OAuth is the answer. It is also the single largest source of accidental complexity in AI agent products. A proper OAuth implementation for one provider takes a week. Doing it for ten providers, across multiple tenants, while handling token refresh, revocation, scope escalation, and provider-specific edge cases takes a full engineering quarter.

There is an alternative. Composio abstracts OAuth for 60+ apps into a single connection flow. Below we walk through what rolling your own OAuth actually costs, what Composio does, and when each choice makes sense.

Why Agents Need OAuth, Not API Keys

API keys identify a developer. OAuth tokens identify a user. When an AI assistant reads your email to summarize it, the action has to run under your permissions, not the developer's. If a shared API key could read emails, it would read every user's emails, which is a security disaster.

Three scenarios force OAuth:

• Per-user data access. Gmail, Google Calendar, Notion, GitHub private repos, Linear, Asana, Salesforce.
• Per-workspace write access. Slack posts, Discord messages, Trello cards, Jira tickets.
• User-signed transactions. Stripe Connect, Shopify merchant APIs, HubSpot CRM updates.

Building OAuth Yourself: What It Actually Takes

Most tutorials show you a happy-path OAuth 2.0 flow in 50 lines. Production reality is 500 to 2,000 lines per provider, plus shared infrastructure. Here is the full checklist:

1. Register the app with each provider

Every provider has its own developer portal. You register a new app, set redirect URIs, request scopes, sometimes wait for manual approval (Slack app directory, Google sensitive scopes, Microsoft certification). Expect 1 to 5 business days for a sensitive-scope approval. Budget for multiple redirects per environment (local, preview, staging, production) per provider.

2. Build the authorization flow

Construct the authorization URL, include a CSRF token (state param), handle the callback, exchange the code for tokens, store tokens securely. The code looks simple until you handle PKCE for public clients, dynamic scopes, and provider-specific query parameter quirks.
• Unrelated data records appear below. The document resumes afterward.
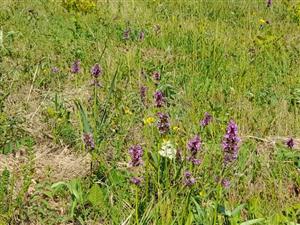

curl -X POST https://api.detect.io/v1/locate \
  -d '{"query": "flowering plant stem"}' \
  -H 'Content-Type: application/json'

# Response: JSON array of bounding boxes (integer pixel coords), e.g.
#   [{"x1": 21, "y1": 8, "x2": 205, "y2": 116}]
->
[{"x1": 135, "y1": 186, "x2": 139, "y2": 225}]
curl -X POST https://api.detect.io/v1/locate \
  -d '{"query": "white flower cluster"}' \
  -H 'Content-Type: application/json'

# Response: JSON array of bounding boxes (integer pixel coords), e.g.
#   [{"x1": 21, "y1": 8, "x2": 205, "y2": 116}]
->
[{"x1": 158, "y1": 141, "x2": 176, "y2": 159}]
// Simplified GitHub OAuth handler — production needs more
export async function GET(req: Request) {
  const url = new URL(req.url);
  const code = url.searchParams.get("code");
  const state = url.searchParams.get("state");

  // 1. Validate state against session (CSRF)
  // 2. Exchange code for tokens
  const tokenRes = await fetch("https://github.com/login/oauth/access_token", {
    method: "POST",
    headers: { Accept: "application/json" },
    body: new URLSearchParams({
      client_id: process.env.GITHUB_CLIENT_ID!,
      client_secret: process.env.GITHUB_CLIENT_SECRET!,
      code: code!,
    }),
  });
  const { access_token, refresh_token, expires_in } = await tokenRes.json();

  // 3. Encrypt and store tokens per user
  // 4. Handle errors (revoked app, denied scope, expired code)
  // 5. Redirect back to the app with success/failure state
}

3. Secure token storage

Never store tokens in plaintext. Use authenticated encryption (AES-256-GCM with a KMS-managed key), rotate the key annually, maintain an audit log for every token read. If you are in a regulated vertical, tokens must live in an HSM-backed store with strict IAM. Getting this wrong leaks every user's account.

4. Token refresh logic

Access tokens expire. Refresh tokens expire too, just slower. Every API call needs to check token freshness, refresh if needed, handle races between concurrent refreshes, and recover when the refresh token itself is revoked. Providers differ: Google rotates refresh tokens, GitHub does not, Slack has complex token types for bots vs users.

5. Revocation and error recovery

Users revoke access from the provider's settings page. Your app does not get a webhook for this. The first sign is an API call that returns 401. You need to detect, mark the connection dead, notify the user, and prompt a reconnect flow. If you do not, the agent silently fails on that user for weeks.

6. Scope escalation

Users often grant minimal scopes initially. Later the agent needs a broader scope. You need a re-authorization flow that feels like a normal reconnect, not like a full onboarding restart. Few teams build this and most users drop off.

7. Multi-tenant isolation

In a SaaS product, customer A's tokens must never touch customer B's agent. Add tenant IDs to every token record, add row-level security to the token table, ensure every agent call loads tokens scoped to the current tenant. Easy to describe, easy to get wrong.

What Composio Does Instead

Composio is a managed service that handles OAuth for 60+ apps behind one API. The entire authorization flow becomes three steps:

// 1. Initiate a connection for a user to Gmail
const connection = await composio.connections.initiate({
  integrationId: "gmail",
  userId: "user_123",
});
// Send user to connection.redirectUrl

// 2. Composio stores tokens, handles refresh, manages revocation

// 3. Call any Gmail action through a single endpoint
const result = await composio.actions.execute({
  actionId: "gmail_send_email",
  connectedAccountId: connection.id,
  params: {
    recipient: "customer@example.com",
    subject: "Order confirmed",
    body: "Thanks for your order...",
  },
});

Composio stores the tokens encrypted, refreshes them automatically, handles revocation detection, and exposes every action as a uniformly-shaped function call. Scope management, multi-tenant isolation, and provider-specific edge cases are all abstracted.

Side-by-Side Comparison

The Hidden Cost of Rolling Your Own

Engineers who have not built OAuth at scale routinely underestimate it by 3x. Here is what actually consumes the time:

• Provider drift. Google changes a scope name, Slack deprecates a token type, GitHub enforces new PKCE rules. Expect 2 to 5 maintenance incidents per provider per year.
• Debugging user-specific failures. "Why can this user not connect Notion?" is a multi-hour investigation every time.
• Compliance audits.SOC 2 auditors care how you store OAuth tokens. Composio's existing report is free leverage.
• Support burden. Every provider has its own reconnect flow, and each one generates support tickets when users get confused.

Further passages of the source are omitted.